We deploy Manatee using the multiarch 13.3.1 image (equivalent to image 4aec529c-55f9-11e3-868e-a37707fcbe86). For development, we recommend using a zone based on that image, deployed on a network with a ZooKeeper instance running. On SDC, be sure to set delegate_dataset=true when provisioning. On standalone SmartOS, set delegate_dataset=true when you invoke "vmadm create".

Installing packages

You'll need git, GNU make, a compiler toolchain, lz4, and the postgres client, server, and tools. On the above multiarch SmartOS zone, you can install these with:

# pkgin -y in gmake scmgit gcc47 postgresql92-server-9.2.4nb1 \
    postgresql92-adminpack postgresql92-replicationtools \
    postgresql92-upgrade lz4-120

Creating ZFS datasets and configurations

There's a tool inside the repo called "mkdevsitters" which configures the local system to run three Manatee peers. You'll have to run the three peers by hand. The script just creates configuration files and ZFS datasets. The script must be run as root.

To use the script, you'll need to know:

  • The local IP address you intend to use for these Manatee peers. If you don't know, you can run "ifconfig -a" and pick one. The tool does not do this automatically because common develompent environments have multiple addresses, only one of which is correct for this purpose, and it's impossible for the script to know which to use.
  • The IP address and port of a remote ZooKeeper server.
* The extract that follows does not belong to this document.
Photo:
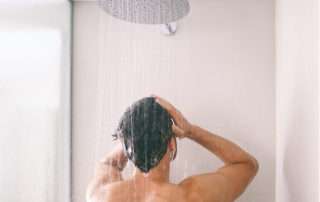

The port is usually 2181. The value you use here is actually a comma-separated list of IP:PORT pairs.

To use this script, as the root user, run:

# ./tools/mkdevsitters MY_IP ZK_IPS

For example, if my local IP is 172.21.1.74 and there's a ZooKeeper server at 172.21.1.11, I might run this as root:

# ./tools/mkdevsitters 172.21.1.74 172.21.1.11:2181

This does several things:

  • Creates a directory called "devconfs" in the current directory. "devconfs" will contain the configuration and data for each of the three test peers.
  • Creates three ZFS datasets under zones/$(zonename)/data, called "peer1", "peer2", and "peer3". The mountpoints for these datasets are in "devconfs/datasets".
  • Creates configuration files for the Manatee sitter and Manatee backup server in "devconfs/sitterN". Also creates a template postgres configuration file in the same directory.

The various services associated with each peer (postgres itself, the sitter's status API, the backup server, and so on) are all configured to run on different ports. The first peer runs on the default ports; subsequent peers run on ports numbered 10 more than the previous port. The default postgres port is 5432, so the first peer runs postgres on port 5432, the second peer runs postgres on port 5442, and the third peer runs postgres on port 5452.

Running each peer

There are currently two components to run for each peer: the sitter (which also starts postgres) and the backup server (which is used for bootstrapping replication for new downstream peers). To start the first peer, use:

# node sitter.js -f devconfs/sitter1/sitter.json

You'll probably want to pipe this to bunyan. Be sure to run this as root. To run other peers, replace "sitter1" with "sitter2" or "sitter3".

Similarly, to run the backupserver, use:

# node backupserver.js -f devconfs/sitter1/backupserver.json

There's also a snapshotter, but running that for development is not yet documented.